1) adequate coverage

if those responsible for deploying fixes are led to believe that vulnerabilities are of less risk than is actually present, this means that systems that need to be protected, aren’t.

exhibit one: the microsoft internet explorer dom race condition vulnerability. microsoft was informed of the potential issue more than six months before it was proven to be exploitable. because of a bad risk assessment on microsoft’s part, most of its user base was tactically naked when code appeared demonstrating the exploitability of the issue.

2) prioritization

if issues that aren’t of severe risk are rated as such, the risk assessment system being used implictly has less merit. over-hyping can force affected customers to look for other sources of information about risk (which may not always be coherent) or to do costly risk assessment of their own before deploying fixes to evaluate potential damage to compatibility in the face of a security issue of uncertain risk. of course, that also increases the possibility that the customer will make the wrong choice.

accurate risk assessment (particularly from vendors) clearly is of importance to creating conditions that lead to a secure user base. it should be obvious, then, why researchers as a community (as a result of a predisposition toward that goal) are generally willing to take extreme measures to ensure that an accurate risk assessment is achieved. the rest of this post is an example of what not to do if you get an assessment wrong.

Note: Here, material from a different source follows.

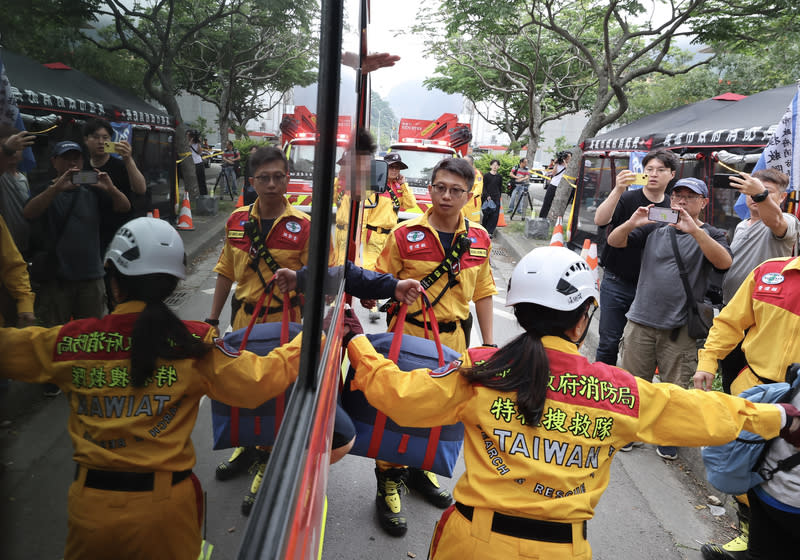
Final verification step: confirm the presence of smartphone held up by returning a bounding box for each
[711,173,743,189]
[647,206,681,224]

during an exchange with microsoft’s security response center about the recent windows media plug-in vulnerability (ms06-006), i was very sharply critical (no pun intended) of the weak ‘important’ rating given to this vulnerability. i pointed out several facts:

* firefox installs windows media support implicitly
* windows media is installed on almost all windows pcs
* the vulnerability could be triggered simply by viewing a web page in an alternate browser with the plug-in enabled
* a vulnerability with a very similar trigger that was exploitable from ie was rated ‘critical’

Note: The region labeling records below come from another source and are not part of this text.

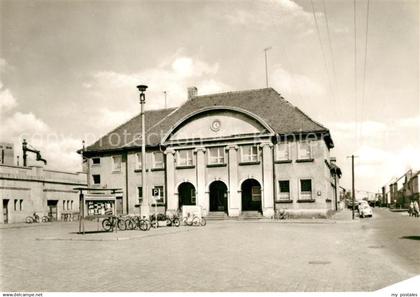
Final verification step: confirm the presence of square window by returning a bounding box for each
[152,186,165,203]
[176,150,194,166]
[208,147,225,164]
[153,152,164,168]
[300,179,312,200]
[112,156,122,172]
[279,180,290,200]
[298,141,312,160]
[241,145,258,163]
[276,142,291,161]
[92,174,101,185]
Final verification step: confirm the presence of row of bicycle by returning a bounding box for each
[102,210,207,231]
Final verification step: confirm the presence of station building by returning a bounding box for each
[83,87,341,217]
[0,165,86,224]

the answer i received was that were a scenario developed where a component that was “installed by default” could be exploited without anything more than a click for interaction, the vulnerability would probably be upgraded to a critical severity. the only sense in which the vulnerable code is not a “default install” is the fact that alternative browsers aren’t present on most fresh installs of windows. nor are office, frontpage, iis, or any other of a myriad of components… and that doesn’t preclude vulnerabilities in them from receiving ‘critical’ ratings.

i pointed to the above and offered some clarification. essentially, i see no reason this vulnerability shouldn’t be rated ‘critical’. i’m then told that, had the msrc believed it possible, such a scenario would clearly justify a ‘critical’ rating.

so… the exploit in front of me is impossible?

that was the last straw. i had a few details to work out, still. my exploit hadn’t really been fine-tuned and so was a bit unstable in the “real world” environment. msrc, however, had just given me the impetus to make it stable. in my effort to bring about a bit of sanity in the impact assessment, i released proof-of-concept code that demonstrated exactly how easy it is to exploit an alternative browser on a system without ms06-006 applied.

oddly enough, microsoft has left its rating alone. and not for good reason. now, we have two exploits available and users are still being kept in the dark about how serious this vulnerability really is. this issue is a critical risk and has been from day one. microsoft should demonstrate to its user base that it understands this and give the vulnerability the rating it deserves. at least, if users must be exposed to threat, they should have accurate information about what that threat really is. not using your company’s browser is not a reason to be kept in the dark.